Finanças

Déficit de R$ 80,7 bilhões em março eleva dívida pública a 80,1% do PIB, maior patamar desde 2021

Passivo que abrange governo federal, INSS e governos estaduais e municipais está em R$ 10,4 trilhões

Agência O Globo - 30/04/2026
Déficit de R$ 80,7 bilhões em março eleva dívida pública a 80,1% do PIB, maior patamar desde 2021
- Foto: Reprodução / internet

O setor público consolidado registrou um déficit primário de R$ 80,7 bilhões em março deste ano, segundos dados divulgados pelo Banco Central (BC) nesta quinta-feira. No mesmo período de 2023, o resultado havia sido um superávit de R$ 3,6 bilhões.

Os dados consideram os resultados fiscais de União, estados, municípios e empresas estatais (excetuando o setor financeiro e a Petrobras).

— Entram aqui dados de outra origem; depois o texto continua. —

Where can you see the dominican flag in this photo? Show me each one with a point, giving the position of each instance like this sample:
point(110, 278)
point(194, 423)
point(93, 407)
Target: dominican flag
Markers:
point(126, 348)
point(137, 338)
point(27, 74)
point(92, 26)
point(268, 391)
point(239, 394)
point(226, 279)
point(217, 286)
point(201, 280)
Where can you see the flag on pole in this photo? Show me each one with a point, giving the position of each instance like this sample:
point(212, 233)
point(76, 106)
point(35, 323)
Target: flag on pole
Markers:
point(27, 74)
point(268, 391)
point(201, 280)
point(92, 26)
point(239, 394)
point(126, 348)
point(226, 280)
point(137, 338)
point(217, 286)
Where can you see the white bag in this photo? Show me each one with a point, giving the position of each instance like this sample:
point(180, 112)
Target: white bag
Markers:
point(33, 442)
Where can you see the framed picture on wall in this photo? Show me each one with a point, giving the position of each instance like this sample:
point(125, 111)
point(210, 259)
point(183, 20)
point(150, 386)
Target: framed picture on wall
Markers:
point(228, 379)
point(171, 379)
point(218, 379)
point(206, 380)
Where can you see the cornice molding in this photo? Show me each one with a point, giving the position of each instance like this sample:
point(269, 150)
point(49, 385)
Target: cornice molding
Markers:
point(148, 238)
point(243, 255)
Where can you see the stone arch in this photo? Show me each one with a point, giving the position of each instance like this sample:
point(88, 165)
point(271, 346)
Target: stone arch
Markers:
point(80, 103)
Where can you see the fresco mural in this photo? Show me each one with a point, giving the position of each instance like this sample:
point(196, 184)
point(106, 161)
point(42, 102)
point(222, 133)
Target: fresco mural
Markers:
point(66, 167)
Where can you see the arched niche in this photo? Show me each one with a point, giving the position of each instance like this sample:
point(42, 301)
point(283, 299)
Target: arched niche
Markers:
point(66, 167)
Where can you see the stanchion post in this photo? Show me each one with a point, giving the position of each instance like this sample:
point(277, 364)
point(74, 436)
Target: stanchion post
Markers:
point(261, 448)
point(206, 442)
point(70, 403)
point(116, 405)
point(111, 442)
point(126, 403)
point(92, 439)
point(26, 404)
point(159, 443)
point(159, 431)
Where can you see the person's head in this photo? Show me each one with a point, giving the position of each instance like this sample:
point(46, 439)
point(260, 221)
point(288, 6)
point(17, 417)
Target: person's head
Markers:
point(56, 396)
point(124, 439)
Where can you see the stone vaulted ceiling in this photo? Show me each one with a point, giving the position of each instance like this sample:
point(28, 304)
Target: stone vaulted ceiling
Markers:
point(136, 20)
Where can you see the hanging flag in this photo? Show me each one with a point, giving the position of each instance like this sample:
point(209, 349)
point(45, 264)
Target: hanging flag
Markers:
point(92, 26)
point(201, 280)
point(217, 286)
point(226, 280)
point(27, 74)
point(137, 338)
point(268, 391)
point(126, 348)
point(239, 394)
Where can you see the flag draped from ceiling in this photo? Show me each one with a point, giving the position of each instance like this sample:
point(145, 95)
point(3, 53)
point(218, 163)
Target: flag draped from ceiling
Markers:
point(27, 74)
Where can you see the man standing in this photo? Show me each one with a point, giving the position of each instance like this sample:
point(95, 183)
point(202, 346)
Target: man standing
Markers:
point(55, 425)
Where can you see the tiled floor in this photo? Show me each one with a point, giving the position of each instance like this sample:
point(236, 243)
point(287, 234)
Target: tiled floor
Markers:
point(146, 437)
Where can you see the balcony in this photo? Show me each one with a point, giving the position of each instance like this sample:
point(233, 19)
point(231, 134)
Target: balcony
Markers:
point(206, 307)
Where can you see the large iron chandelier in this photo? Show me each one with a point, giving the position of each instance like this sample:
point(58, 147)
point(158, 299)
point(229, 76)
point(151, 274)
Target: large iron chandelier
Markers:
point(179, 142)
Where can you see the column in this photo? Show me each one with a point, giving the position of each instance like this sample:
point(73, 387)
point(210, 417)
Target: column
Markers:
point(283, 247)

O superávit ocorre quando as receitas do governo, as receitas de tributos e impostos, superam as despesas. O mesmo conceito vale para empresas estatais, levando em conta receitas de serviços e produtos.

Em março, o déficit foi composto por R$ 74,8 bilhões do governo central, R$ 5,4 bilhões dos governos regionais e R$ 0,5 bilhão das empresas estatais. Nos últimos doze meses, o setor público consolidou um déficit acumulado de R$ 137,1 bilhões, equivalente a 1,06% do PIB, um aumento de 0,65 ponto percentual.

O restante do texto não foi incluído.